A smile drew over Mikal Vardan’s bearded face. “Then we find the treasure,” he replied.
As the two old friends talked and looked over the artifact and the Prophecy, the sun sank toward the horizon. The waves of the Turbidus Ocean reached up, seeming to caress the golden orb. As the water touched the sun, the sea burst into brilliant, flaming color. The heavens turned crimson and the clouds pulled mantles of purple and orange around themselves against the coming night.
The first stars peeked out from under the sky’s cerulean blanket, winking at Kingfisher passing far below.
Mik Vardan left his cabin, strode to the bridge, and took some bearings. Then he took the helmsman’s place at the tiller and adjusted the ship’s heading. Trip climbed atop the mast to the lookout post and gazed toward the silhouetted horizon.
“Adjusting our heading?” Karista asked, appearing unheralded beside Mik.
The captain nodded. “Tomorrow,” he said, “or the day after at the latest, we should be sailing the course set by the Prophecy.”
“May the lost gods be with us,” Karista Meinor whispered.
“Or if they’re not with us,” Mik said, “I hope they’ll at least stay out of the way.”
Mikal Vardan did not sleep well that night His dreams were filled with storm-tossed isles, drowned temples, and approaching typhoons. A blue-white diamond glittered in the darkness, like a beckoning star-but it seemed not to shed any light on the chaos surrounding him. Mik kept reaching for the gem, but it darted away-ever just beyond his fingertips.
He woke to find the hour before dawn bright and clear, the stars still beaming down, painting Kingfisher with their wan light. To the east, where the sky met the sea, a pale, greenish glow presaged the coming of the day. A cool salt breeze greeted the captain as he left his cabin. The scent of brine thrilled his nostrils, as the morning air danced over his flesh, raising goosebumps on his tanned skin.
Trip slept quietly in the rigging far above, his tiny form leaning against the topmost reach of the main mast. Mik shook his head fondly; it was pointless to try and stop the kender from sleeping aloft. Trip was as much at home clinging to ropes overhead as he was free-diving in the sea below. The kender would sooner roll off the spar and die of a bad dream than sleep on deck. Mik shook his head again.
He walked to the bridge and spoke with the night helmsman, checking that they hadn’t deviated from the course he set. He took a brief tour of the caravel’s small decks, making sure all was in order. Satisfied, he returned to his cabin and broke his fast-dining on bread, cheese, preserved spiced apples, and a bit of red wine.
Dawn crept over the ship as he ate. As he was finishing, a commotion broke out on deck; the sounds of the crew talking excitedly and feet stamping across the planking echoed through Mik’s cabin.
Then the kender’s clear voice rang out above the rest:
“Wreckage off the starboard bow!” Trip called. “I think there’s a body, too! It looks like a woman!”
Chapter Five
Most of Kingfisher’s sleepy crew had already gathered at the rail, as Mik pushed his way to the side of the ship.
“Where away!” he shouted up to Trip.
The kender shielded his eyes from the morning glare. “Fifteen degrees to starboard,” he called down from the lookout perch.
Mik peered into the glittering dawn sea and spotted a tiny black silhouette bobbing over the waves.
“The kender has the eyes of an eagle,” Bok said, looking in the same direction. “I see nothing.”
“Adjust heading fifteen degrees to starboard,” Mik called up to the helmsman.
“Aye, aye, captain!”
Karista Meinor pushed her way through the crowd to Mik’s side. “I trust,” she said, “that this is only a momentary diversion from our course.”
“Naturally,” Mik said, climbing up to the bridge. “But the law of the sea requires rescue of shipwreck survivors.” He called up to Trip again. “You’re sure there’s someone on that wreckage?”
“Positive, captain.

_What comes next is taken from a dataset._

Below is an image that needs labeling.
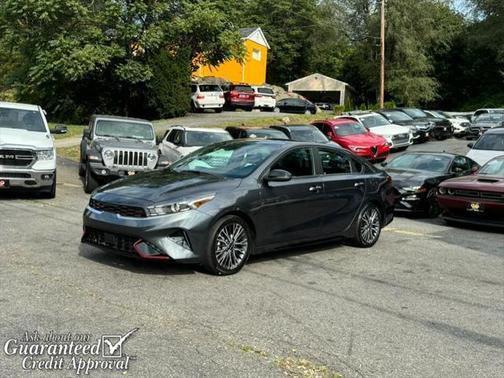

Or I’m a monkey’s cabin boy.”
Mik glanced from Trip in the rigging to Karista, who had followed Mik up to the bridge. She prowled the deck like an anxious cat. Kingfisher’s captain knew the aristocrat had little tolerance for the kender.
“Bok can come up,” Trip called down, reading his mind, “if he and Karista don’t believe me.”
Neither the aristocrat nor her bodyguard accepted Trip’s offer.
It took the ship just over an hour to reach the wreckage Trip had spotted. The Northern Turbidus Ocean rolled gently under Kingfisher’s keel as they sailed. The mild sea showed no signs of the previous day’s storm. The sun stretched her fingers higher as they traveled, and soon lit the whole sky with bright, golden light.
Mik knew the fair weather wouldn’t last; at this time of year, the Turbidus could change its character from seductive to violent in an instant.
A cotillion of Turbidus dolphins arrived to watch Kingfisher’s passage. The aquatic mammals’ sleek black and white forms raced beside the ship or danced in front of the bow. Trip climbed down from the rigging and leaned over the gunwale to watch them. As they closed in on their goal, though, the dolphins disappeared back into the deep.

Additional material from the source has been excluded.